In a VAE, the encoder network still maps the input data to a latent representation, but the latent representation is split into two parts: a mean vector and a log variance vector. These two vectors are used to define a Gaussian distribution over the latent space, which allows the VAE to generate new samples from the latent space by sampling from this distribution. The decoder network is then used to map these latent samples back to the original data space.

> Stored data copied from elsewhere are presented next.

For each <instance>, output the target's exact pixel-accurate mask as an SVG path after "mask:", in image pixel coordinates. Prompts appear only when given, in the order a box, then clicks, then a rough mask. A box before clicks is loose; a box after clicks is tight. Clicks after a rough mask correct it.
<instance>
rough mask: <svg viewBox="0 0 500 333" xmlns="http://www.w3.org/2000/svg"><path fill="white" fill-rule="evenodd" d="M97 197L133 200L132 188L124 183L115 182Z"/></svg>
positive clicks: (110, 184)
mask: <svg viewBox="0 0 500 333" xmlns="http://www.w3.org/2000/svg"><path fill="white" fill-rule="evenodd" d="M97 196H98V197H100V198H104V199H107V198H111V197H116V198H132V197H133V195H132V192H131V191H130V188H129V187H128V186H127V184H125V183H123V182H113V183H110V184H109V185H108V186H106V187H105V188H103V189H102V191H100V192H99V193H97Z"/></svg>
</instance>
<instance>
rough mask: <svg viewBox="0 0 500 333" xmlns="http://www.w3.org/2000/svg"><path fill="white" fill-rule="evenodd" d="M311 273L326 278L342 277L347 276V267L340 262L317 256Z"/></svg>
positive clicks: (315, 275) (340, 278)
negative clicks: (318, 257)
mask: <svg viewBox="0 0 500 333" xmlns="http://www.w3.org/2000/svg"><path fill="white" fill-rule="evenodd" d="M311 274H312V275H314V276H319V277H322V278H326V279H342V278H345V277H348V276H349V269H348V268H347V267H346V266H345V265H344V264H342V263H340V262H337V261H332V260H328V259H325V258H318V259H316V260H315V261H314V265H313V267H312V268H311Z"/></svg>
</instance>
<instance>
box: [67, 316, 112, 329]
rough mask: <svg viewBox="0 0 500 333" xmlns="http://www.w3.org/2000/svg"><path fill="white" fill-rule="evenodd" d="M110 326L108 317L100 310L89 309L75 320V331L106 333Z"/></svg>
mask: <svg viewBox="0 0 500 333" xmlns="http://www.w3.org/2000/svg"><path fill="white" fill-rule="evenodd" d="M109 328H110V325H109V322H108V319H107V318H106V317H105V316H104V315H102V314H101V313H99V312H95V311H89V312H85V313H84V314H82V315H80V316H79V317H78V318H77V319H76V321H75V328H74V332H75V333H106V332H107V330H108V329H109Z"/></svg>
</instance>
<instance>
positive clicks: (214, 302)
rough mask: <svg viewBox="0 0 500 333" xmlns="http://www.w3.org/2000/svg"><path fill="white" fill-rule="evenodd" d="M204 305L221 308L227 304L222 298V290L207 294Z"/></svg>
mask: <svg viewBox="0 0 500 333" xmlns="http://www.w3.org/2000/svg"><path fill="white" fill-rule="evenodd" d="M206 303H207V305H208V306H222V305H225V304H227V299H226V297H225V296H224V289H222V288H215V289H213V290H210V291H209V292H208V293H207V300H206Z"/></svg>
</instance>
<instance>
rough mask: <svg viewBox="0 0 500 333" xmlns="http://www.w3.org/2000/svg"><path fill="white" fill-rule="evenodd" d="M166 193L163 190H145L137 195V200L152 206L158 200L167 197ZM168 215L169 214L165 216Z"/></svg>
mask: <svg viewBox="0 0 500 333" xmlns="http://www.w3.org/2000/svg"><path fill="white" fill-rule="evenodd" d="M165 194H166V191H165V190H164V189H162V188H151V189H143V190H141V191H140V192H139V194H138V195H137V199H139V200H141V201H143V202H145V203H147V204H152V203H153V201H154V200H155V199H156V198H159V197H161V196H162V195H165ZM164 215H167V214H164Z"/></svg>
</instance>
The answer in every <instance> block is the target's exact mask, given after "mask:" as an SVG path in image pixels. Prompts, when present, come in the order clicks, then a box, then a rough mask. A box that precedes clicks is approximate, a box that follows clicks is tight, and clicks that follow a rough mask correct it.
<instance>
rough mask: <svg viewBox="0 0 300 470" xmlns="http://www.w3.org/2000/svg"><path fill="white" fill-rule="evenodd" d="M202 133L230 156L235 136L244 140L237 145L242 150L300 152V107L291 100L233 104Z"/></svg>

To summarize, the main differences between a VAE and a regular autoencoder are the use of a latent space with a probabilistic interpretation, and the use of the variational lower bound as the objective function.

Disadvantages of VAEs:

Now that explored the benefits and advantages of VAEs, particularly in the anomaly detection domain, let’s explore some of its disadvantages:

VAEs may not be as effective for data that is highly variable or has multiple modes of normal behavior.
VAEs can also be sensitive to the different choices of hyperparameters, such as the latent dimension and the learning rate, which can make them difficult to optimize.
VAEs can be computationally expensive to train, as they require sampling from the latent space and back-propagating through the sampling process.
VAEs may struggle to capture complex relationships between the input data and the latent variables, particularly when the data is highly structured or correlated.
VAEs may produce blurry or low-quality reconstructions, particularly when the latent dimension is small or the training data is noisy.

In conclusion, VAEs are a powerful and flexible tool for learning the underlying structure and variability of a dataset, and for generating new samples. However, they also have some limitations and challenges that should be considered when deciding whether to use a VAE for a particular task.